Mexico is not a "middle-income" country. China is not a "low-income" country. Additionally, most of China's land is uninhabitable, which is why their population density is much higher. Living space does not equal quality of life.

Nearly three-quarters of poor households own a car; 31 percent own two or more cars.

Again, these numbers are inflated by the fact that anyone of 18 in a house is assigned ownership. So even a family with 4 adults and one car are the equivalent in the Heritage Foundations method of 1 adult with 4 cars.

Ninety-seven percent of poor households have a color television; over half own two or more color televisions.

See air conditioning.

Seventy-eight percent have a VCR or DVD player; 62 percent have cable or satellite TV reception.

See air conditioning.

Eighty-nine percent own microwave ovens, more than half have a stereo, and a more than a third have an automatic dishwasher.

See air conditioning. This was really even worth a line in this guy's study? Microwaves?

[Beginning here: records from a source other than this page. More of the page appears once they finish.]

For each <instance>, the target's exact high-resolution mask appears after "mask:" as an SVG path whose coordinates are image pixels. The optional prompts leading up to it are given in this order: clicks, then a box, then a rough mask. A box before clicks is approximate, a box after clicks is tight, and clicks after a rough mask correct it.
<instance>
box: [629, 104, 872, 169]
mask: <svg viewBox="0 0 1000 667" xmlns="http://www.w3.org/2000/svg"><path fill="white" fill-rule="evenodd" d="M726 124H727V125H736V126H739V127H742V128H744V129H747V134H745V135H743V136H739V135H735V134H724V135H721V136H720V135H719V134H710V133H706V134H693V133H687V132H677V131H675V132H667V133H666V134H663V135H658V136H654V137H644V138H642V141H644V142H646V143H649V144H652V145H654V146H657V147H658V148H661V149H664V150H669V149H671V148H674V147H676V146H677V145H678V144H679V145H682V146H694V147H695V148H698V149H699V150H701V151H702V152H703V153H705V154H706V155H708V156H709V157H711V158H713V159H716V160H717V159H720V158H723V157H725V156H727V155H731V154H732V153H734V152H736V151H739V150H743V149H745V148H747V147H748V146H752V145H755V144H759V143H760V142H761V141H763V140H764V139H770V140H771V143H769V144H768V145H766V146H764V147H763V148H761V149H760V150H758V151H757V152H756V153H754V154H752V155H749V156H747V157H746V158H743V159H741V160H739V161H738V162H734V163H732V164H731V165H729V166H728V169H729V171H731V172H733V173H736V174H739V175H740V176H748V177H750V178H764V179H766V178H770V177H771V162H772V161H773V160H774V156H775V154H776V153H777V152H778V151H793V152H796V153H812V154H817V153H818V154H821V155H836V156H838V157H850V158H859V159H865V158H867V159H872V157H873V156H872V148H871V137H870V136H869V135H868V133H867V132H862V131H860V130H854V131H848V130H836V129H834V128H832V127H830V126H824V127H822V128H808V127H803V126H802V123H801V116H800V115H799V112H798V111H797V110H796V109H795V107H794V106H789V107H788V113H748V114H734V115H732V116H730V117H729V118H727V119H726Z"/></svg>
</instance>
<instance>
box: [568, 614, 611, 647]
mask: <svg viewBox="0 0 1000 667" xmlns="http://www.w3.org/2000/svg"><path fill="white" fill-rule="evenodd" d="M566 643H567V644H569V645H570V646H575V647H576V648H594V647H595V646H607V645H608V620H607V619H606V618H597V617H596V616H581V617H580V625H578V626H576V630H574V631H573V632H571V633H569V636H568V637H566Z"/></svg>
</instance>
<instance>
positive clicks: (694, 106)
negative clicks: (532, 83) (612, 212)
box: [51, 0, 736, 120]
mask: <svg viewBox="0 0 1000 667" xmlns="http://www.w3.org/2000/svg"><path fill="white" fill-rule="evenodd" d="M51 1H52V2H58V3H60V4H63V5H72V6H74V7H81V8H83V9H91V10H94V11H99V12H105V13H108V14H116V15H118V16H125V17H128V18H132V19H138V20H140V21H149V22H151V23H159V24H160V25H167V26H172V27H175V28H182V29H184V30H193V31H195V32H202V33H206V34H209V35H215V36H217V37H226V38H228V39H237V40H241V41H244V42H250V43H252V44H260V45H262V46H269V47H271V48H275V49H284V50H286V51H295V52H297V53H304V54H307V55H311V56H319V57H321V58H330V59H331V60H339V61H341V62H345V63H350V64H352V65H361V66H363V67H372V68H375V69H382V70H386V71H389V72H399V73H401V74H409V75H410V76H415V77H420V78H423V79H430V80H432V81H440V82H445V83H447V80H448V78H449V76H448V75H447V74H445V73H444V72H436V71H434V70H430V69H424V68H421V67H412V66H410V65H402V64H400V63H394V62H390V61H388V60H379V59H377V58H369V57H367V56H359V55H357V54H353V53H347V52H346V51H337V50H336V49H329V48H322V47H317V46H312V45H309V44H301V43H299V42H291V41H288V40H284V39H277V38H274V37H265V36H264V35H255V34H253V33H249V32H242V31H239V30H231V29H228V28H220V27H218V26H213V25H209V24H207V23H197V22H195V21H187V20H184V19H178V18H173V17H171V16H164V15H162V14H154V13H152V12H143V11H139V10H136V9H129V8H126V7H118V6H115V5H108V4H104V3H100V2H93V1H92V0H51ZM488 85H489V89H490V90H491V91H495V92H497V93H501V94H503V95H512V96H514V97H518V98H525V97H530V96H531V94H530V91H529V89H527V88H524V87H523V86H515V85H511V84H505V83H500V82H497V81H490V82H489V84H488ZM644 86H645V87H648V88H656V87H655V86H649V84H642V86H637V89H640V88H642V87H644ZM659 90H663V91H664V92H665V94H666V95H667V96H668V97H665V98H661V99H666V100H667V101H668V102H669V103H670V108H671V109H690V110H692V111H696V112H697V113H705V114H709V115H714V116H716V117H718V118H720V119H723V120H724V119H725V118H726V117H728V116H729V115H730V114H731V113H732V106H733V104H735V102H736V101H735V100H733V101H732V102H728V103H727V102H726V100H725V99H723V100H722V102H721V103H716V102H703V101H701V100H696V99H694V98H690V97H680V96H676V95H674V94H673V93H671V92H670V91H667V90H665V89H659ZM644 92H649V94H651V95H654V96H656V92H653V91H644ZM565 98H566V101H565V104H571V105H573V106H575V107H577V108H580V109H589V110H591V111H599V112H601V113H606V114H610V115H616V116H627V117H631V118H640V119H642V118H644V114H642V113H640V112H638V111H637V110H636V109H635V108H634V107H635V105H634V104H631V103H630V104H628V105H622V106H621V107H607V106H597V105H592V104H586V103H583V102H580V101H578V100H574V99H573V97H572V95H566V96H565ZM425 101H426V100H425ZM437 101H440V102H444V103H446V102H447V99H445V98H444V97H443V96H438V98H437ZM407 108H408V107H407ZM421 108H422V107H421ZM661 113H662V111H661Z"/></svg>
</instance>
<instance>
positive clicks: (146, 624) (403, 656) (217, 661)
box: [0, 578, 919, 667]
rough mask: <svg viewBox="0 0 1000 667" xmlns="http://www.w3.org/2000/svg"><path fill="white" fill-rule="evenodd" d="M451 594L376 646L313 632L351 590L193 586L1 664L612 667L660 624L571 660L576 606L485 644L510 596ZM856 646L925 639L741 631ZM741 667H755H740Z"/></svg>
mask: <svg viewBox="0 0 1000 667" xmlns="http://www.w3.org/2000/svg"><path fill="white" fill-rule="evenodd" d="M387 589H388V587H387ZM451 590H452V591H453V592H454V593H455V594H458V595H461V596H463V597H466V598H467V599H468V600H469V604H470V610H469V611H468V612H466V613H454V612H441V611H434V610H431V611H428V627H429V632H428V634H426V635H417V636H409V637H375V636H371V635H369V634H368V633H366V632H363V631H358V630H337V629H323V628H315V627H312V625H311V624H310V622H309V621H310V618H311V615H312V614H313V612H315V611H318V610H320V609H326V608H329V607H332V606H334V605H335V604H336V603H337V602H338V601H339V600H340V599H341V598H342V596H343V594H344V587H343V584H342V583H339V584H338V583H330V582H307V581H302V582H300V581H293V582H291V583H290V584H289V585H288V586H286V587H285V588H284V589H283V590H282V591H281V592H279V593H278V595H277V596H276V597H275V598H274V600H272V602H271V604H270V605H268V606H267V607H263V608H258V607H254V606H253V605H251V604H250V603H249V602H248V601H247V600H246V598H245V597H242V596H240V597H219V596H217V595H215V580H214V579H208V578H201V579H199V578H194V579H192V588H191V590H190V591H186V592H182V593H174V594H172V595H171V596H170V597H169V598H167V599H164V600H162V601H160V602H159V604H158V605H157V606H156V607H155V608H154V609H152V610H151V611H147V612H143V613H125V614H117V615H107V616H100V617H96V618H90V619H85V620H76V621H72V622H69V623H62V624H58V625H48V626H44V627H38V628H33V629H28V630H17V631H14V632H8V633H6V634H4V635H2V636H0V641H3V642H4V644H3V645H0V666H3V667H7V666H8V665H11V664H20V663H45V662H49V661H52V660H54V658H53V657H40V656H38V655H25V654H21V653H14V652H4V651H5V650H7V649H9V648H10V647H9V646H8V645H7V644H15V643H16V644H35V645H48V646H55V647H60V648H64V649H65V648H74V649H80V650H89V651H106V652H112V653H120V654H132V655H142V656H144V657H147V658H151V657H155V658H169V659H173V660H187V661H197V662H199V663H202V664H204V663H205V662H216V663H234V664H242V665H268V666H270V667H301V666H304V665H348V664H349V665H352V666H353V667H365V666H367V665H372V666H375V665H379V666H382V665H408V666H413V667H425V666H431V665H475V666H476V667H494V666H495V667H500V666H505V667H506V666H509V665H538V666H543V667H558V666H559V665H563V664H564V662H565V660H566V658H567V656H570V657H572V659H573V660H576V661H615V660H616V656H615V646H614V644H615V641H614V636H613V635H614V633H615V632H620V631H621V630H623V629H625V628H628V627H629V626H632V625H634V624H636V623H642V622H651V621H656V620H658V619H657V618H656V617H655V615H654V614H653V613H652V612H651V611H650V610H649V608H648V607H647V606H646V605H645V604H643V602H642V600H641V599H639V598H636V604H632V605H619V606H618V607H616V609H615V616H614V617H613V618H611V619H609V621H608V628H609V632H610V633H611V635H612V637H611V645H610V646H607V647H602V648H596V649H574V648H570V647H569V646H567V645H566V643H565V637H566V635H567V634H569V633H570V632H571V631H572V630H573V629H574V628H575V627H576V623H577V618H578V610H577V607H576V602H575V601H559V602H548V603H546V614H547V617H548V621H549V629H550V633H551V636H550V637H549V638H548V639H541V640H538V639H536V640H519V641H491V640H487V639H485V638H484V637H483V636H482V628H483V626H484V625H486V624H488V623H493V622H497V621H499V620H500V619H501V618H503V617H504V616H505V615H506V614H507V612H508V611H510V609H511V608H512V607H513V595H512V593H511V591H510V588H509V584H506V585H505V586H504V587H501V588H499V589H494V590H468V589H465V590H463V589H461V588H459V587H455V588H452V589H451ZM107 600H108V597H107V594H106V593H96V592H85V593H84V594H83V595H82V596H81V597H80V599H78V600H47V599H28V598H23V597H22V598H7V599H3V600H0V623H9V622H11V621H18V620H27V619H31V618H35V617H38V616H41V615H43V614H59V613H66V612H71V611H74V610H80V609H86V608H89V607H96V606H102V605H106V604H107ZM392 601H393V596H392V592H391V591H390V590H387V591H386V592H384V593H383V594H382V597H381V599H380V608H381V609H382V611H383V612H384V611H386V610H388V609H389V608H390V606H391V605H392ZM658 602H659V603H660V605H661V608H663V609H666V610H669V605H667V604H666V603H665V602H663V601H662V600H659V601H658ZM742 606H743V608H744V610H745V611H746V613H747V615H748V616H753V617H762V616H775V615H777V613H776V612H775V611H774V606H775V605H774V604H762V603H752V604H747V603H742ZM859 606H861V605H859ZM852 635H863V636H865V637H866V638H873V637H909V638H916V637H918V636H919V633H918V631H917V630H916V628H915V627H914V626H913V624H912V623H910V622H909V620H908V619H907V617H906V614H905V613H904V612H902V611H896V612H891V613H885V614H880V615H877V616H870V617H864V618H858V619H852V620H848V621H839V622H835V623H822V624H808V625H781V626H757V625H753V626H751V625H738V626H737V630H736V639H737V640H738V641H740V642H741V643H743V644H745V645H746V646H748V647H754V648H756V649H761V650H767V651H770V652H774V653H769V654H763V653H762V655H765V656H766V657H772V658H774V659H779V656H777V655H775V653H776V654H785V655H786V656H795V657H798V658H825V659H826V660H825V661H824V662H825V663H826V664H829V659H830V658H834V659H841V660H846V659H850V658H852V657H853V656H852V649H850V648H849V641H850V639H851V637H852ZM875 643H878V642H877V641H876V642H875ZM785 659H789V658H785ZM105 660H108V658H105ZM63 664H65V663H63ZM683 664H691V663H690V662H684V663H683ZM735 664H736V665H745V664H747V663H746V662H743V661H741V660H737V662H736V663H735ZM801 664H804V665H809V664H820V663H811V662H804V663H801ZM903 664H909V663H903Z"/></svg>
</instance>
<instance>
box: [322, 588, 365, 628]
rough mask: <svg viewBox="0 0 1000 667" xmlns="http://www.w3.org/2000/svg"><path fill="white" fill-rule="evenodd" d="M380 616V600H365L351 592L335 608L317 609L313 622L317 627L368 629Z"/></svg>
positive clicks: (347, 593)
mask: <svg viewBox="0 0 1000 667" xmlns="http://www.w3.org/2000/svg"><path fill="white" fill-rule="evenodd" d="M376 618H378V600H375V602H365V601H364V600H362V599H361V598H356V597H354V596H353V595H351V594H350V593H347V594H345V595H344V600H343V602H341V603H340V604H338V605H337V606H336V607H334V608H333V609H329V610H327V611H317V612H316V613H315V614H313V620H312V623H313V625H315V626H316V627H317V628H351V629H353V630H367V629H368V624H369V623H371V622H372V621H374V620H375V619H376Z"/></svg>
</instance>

The principal nutrition-related health problem among the poor, as with the general U.S. population, stems from the overconsumption, not underconsumption, of food. While overweight and obesity are prevalent problems throughout the U.S. population, they are found most frequently among poor adults
.

Well, not only is obesity not implicit to overconsumption, but the author went to great lengths at the beginning of this nonsense to proclaim that the poor have access to "nutritious" foods, which would seem to indicate that he thinks that they simply desire to eat non-nutritious foods. He also, in the same article, as I've stated, referred to children as "supernourished".

Overall, the typical American defined as poor by the government has a car, air conditioning, a refrigerator, a stove, a clothes washer and dryer, and a microwave. He has two color televisions, cable or satellite TV reception, a VCR or DVD player, and a stereo. He is able to obtain medical care. His home is in good repair and is not overcrowded. By his own report, his family is not hungry, and he had sufficient funds in the past year to meet his family's essential needs. While this individual's life is not opulent, it is equally far from the popular images of dire poverty conveyed by the press, liberal activists, and politicians.

Define for me "essential needs". Because if "essential needs" means the socioeconomic tools necessary to allow their children a equal, fair chance at a quality education and an opportunity at and access to similar resources as those in better of community, I would say that the suggestion that "essential needs" have been met is preposterous.